Pub Date: Nov. 14th, 2023
ISBN: 9781608012534
Publisher: Univ. of New Orleans Press

A once-celebrated Chief Investment Officer has a crisis of faith about his life’s work.

After The Green and the Black (2016), nonfiction about the shale gas industry, Sernovitz returns to territory covered in his novel The Contrarians (2002)—a finance man in crisis. The setting is an unnamed university, where its unnamed, middle-aged CIO has doubled the endowment from $3 billion to $6 billion. Unfortunately, he’s floundering now, after “a very bad year,” and fears he’ll be fired anytime. At endless meetings with staff, trustees, and managers pitching investment schemes, the CIO’s trademark repartee starts landing flat. Anyone could blow the whistle about his failure at any moment, including his sharpest staff member, Emily, who believes she “can do well by doing good” with lots of wealth. Meanwhile, everyone’s urging him to seek advice from an enigmatic billionaire alum named Michael Hermann. The CIO used to pride himself on being politically liberal, full of Jewish guilt, and hyper-informed.
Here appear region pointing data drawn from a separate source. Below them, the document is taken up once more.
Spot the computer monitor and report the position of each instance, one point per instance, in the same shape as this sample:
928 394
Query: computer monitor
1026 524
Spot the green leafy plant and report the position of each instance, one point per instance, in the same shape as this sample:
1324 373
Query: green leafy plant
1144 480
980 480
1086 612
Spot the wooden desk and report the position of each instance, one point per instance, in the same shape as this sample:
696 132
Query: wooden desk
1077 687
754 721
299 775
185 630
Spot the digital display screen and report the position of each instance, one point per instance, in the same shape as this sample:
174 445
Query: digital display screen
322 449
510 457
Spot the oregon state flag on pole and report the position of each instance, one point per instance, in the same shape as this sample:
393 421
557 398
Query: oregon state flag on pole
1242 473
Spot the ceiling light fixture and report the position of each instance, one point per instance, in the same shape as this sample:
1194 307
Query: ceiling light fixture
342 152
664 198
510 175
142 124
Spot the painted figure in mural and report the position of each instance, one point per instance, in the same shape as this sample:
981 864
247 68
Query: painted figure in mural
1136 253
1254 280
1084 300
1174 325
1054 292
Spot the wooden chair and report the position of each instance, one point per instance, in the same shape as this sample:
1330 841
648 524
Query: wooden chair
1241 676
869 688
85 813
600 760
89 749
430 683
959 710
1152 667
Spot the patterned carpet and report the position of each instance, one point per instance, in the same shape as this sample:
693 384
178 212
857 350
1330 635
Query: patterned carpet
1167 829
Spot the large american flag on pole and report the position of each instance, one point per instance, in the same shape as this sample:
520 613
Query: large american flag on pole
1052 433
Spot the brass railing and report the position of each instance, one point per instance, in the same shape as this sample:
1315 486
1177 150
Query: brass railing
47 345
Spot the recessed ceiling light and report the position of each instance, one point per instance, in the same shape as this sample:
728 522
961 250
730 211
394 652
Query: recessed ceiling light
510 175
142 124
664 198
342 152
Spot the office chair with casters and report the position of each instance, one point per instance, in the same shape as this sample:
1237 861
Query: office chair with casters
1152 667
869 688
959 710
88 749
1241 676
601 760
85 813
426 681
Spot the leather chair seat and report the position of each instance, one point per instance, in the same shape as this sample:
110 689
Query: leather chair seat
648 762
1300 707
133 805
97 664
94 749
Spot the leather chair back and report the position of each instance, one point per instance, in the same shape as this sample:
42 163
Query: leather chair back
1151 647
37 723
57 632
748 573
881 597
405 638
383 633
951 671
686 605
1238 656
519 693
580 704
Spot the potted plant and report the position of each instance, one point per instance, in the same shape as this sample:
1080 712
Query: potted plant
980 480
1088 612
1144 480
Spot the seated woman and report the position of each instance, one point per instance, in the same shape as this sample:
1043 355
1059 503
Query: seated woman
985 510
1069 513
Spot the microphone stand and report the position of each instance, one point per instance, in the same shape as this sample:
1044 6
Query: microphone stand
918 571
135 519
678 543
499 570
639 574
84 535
But his self-awareness is voracious. Sernovitz’s prose and focus then shifts to map the CIO’s fears about the meaningless of life, how universities leverage greed, and the inanity of modern investing. Until, to the shock of his staff, he is literally asking strangers during meetings, “Why do you do this?” The novel doesn’t pretend the one percent care about anything but money, but Sernovitz seems to also want the CIO to be relatable. On the one hand, the CIO laments “the financialization of our economy, our society, and the ambitions of too many young people,” and he feels genuine pain and exhaustion as he looks for leftovers in his fridge. But, on the other hand, because he’s told us, we also know it’s a $12,000 fridge.

Insightful and fun, but based on a premise only a millionaire could love.